It is totally possible to say no at work and in life. You have to embrace the consequences like an adult.

Sometimes saying no means that people will hate you.

Openly. With a passion. My boss once asked me to chip in on a project. I said no because I had perfect work-life balance. Also, I thought she could deploy internal resources differently, and I offered to help with that project. She wasn’t happy, and I was seen as a punk-ass kid, but I knew she wouldn’t be my boss forever. It was a tough conversation but worth it.

There are other times when saying no to X means that you’re saying no to Y.

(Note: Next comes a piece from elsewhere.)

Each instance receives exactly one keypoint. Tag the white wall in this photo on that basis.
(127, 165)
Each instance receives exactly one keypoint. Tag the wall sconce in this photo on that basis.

I have known¬†colleagues who couldn’t relocate due to family commitments. Just because your wife is qualified for a job in Ottawa doesn’t mean you can uproot your lives and move. Talent mobility tools can’t capture the hearts and minds of trailing spouses and children. Saying no to new opportunities meant kissing long-term career prospects goodbye.

I’ve also worked in places where you say no and people don’t listen.

Do you have a guy in your office who asks you the same question over and over again? Just like a toddler, you can ask me seven times in seven different ways, and the answer will still be the same.

I’ve learned the hard way that saying no is tough.

Here are my rules for saying no.

1. In a professional context, I use the word sparingly. When I say it, I mean it.
2. The word maybe is better than the word no. It gives you time to think and look for a compromise.
3. The human ear is trained to hear the word no and ignore it. I cut people a little slack if they hear it but press forward.

But let me throw something out there: if you’re struggling with the word no, you are struggling with boundaries. You may not have them. Your boundaries may not be respected by your colleagues, partners or peers.

I think it’s important to spend a few minutes — locked in a bathroom stall, sitting in the front seat of your car — and figure out what you stand for in life and why that message isn’t clear.

Have you made yourself heard? Are you being bullied? Do you work in a boorish and disrespectful office environment?

Sometimes people don’t listen to us when we say no because we don’t explicitly say it, and we don’t truly mean it.

Say it. Mean it. Move forward with conviction. That’s the only way to say no in life and feel okay about the consequences.

1 Comment

  1. I don’t struggle with saying “no.”

    Nine times out of ten… something makes sense or it doesn’t. … there’s a valid reason or there’s not … it’s counter to policy or it’s not .

    What I struggle with is the constant push back and frequent refusal to accept my “no.”

    In one facet of my business (a rather large facet) I deal with real estate salespeople. They often insist upon a particular course because they believe it will help them make more money.

    I can appreciate that. They’re in business to make money. And I’m supposed to help facilitate their efforts, which I work very hard to do. Except when I can’t (for whatever reason). Unfortunately as salespeople, they’ve long been trained to “refuse to take no for an answer.” Thus they just keep SELLING me. And selling me. And selling me.

    My frustration here is two fold:

    When the answer is no, it’s no. It’s not an arbitrary decision. There’s reason and logic and policy backing up a well-thought out decision, generally made long before their request came along. Continually SELLING me just wastes both of our time. And I can’t help but become resentful (and at times hostile).

    Even worse, I’ve developed a reputation as the bad guy who always says no. Meanwhile all the other (considerable) work I do is forgotten.

    As a result I have contentious relationships with many salespeople I’m supposed to serve.

    And it’s grown to the point where every time I have to say no, I question myself. I’ve begun to buy into the notion that I’m the “bad guy.”